Читаем Марина Цветаева. Жизнь и творчество полностью

"Люди театра не переносят моего чтения стихов: "Вы их губите!" Не понимают они, коробейники строк и чувств, что дело актера и поэта — разное. Дело поэта: вскрыв — скрыть. Голос для него броня, личина. Вне покрова голоса — он гол. Поэт всегда заметает следы. Голос поэта — водой — тушит пожар (строк). Поэт не может декламировать: стыдно и оскорбительно. Поэт — уединенный, подмостки для него — позорный столб. Преподносить свои стихи голосом (наисовершеннейшим из проводов!), использовать Психею для успеха? Достаточно с меня великой сделки записывания и печатания!

— Я не импресарио собственного позора! -

Актер — другое. Актер — вторичное. Насколько поэт — etre [40], настолько актер — paraitre [41]. Актер — упырь, актер — плющ, актер — полип.

Говорите, что хотите: никогда не поверю, что Иван Иванович (а все они — Иваны Ивановичи!) каждый вечер волен чувствовать себя Гамлетом. Поэт в плену у Психеи, актер Психею хочет взять в плен. Наконец, поэт — самоцель, покоится в себе (в Психее). Посадите его на остров — перестанет ли он быть? А какое жалкое зрелище: остров — и актер!

Актер — для других, вне других он немыслим, актер — из-за других. Последнее рукоплескание — последнее биение его сердца…

…Нет, господа актеры, наши царства — иные…"

Думается, что, написав шесть пьес и не завершив, по-видимому, три [42], Цветаева бросила вызов театру не потому только, что он оказался чужд ее творческой сущности. Где-то подспудно в ней вырастало недовольство собой, понимание того, что она работает вполсилы и вполглубины. Поэтически ее пьесы были обаятельны, легки, написаны изящным, непринужденным языком лирических драм. В Цветаевой-драматурге проявилось свойство, проницательно охарактеризованное ею самой немецким словом Leichtblut. "Легкая кровь. Не легкомыслие, а легкокровие… как это меня даёт, вне подозрительного "легкомыслия"…"

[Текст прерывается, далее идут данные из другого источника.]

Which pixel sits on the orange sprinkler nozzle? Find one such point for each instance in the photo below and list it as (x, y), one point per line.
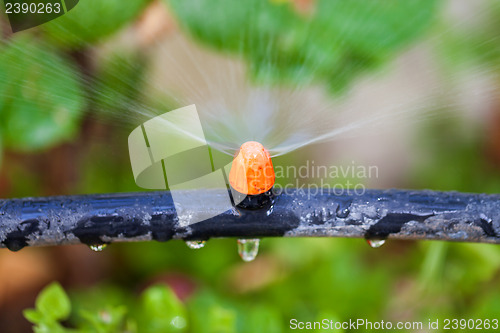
(252, 170)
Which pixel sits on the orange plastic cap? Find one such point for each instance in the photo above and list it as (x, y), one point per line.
(252, 170)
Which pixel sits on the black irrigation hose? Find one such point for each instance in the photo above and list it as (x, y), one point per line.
(375, 214)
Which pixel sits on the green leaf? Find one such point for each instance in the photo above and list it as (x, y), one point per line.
(40, 96)
(91, 20)
(334, 44)
(33, 316)
(162, 311)
(53, 302)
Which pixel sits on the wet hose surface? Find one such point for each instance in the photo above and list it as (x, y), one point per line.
(143, 216)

И, однако, в поэте неколебимо росло ощущение, что все эти плащи, любови, разлуки — некая подмена истинного и настоящего. Что писать с ростановской легкостью (ибо пьесы Цветаевой были написаны именно в духе Ростана) в шекспировски-трагические и тяжкие времена недостойно поэта.

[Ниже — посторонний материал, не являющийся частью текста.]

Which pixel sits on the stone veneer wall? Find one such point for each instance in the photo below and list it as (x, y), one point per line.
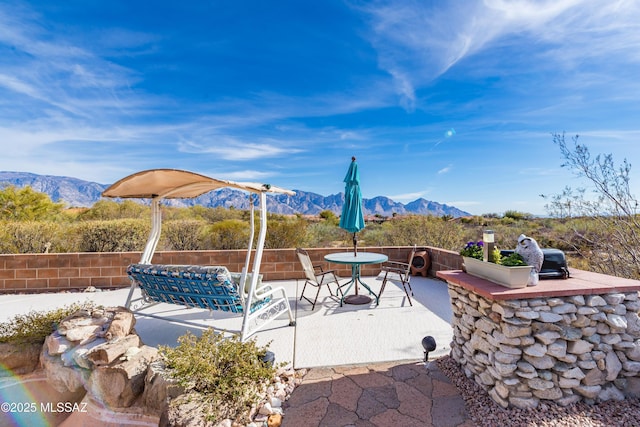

Цветаева "переболела" Театром, и следы этой "болезни" некоторое время оставались еще в тетрадях, как, например, несколько "песенок" из пьесы "Ученик" или диалог с маленькой Алей (по-видимому, речь шла о незавершенной пьесе "Бабушка"):

"Я рассказываю:

— Понимаешь, такая старая, старинная, совсем не смешная. Иссохший цветок, — роза! Огненные глаза, гордая посадка головы, бывшая жестокая красавица. И все осталось, — только вот-вот рассыплется… Розовое платье, пышное и страшное, потому что ей 70 лет, розовый парадный чепец, крохотные туфельки. Под вострым каблучком тугая атласная подушка — розовая же — тяжелый, плотный, скрипучий атлас… И вот, под удар полночи — явление жениха ее внучки. Он немножко опоздал. Он элегантен, строен, — камзол, шпага…"

Аля, перебивая: — О, Марина! — Смерть или Казанова!"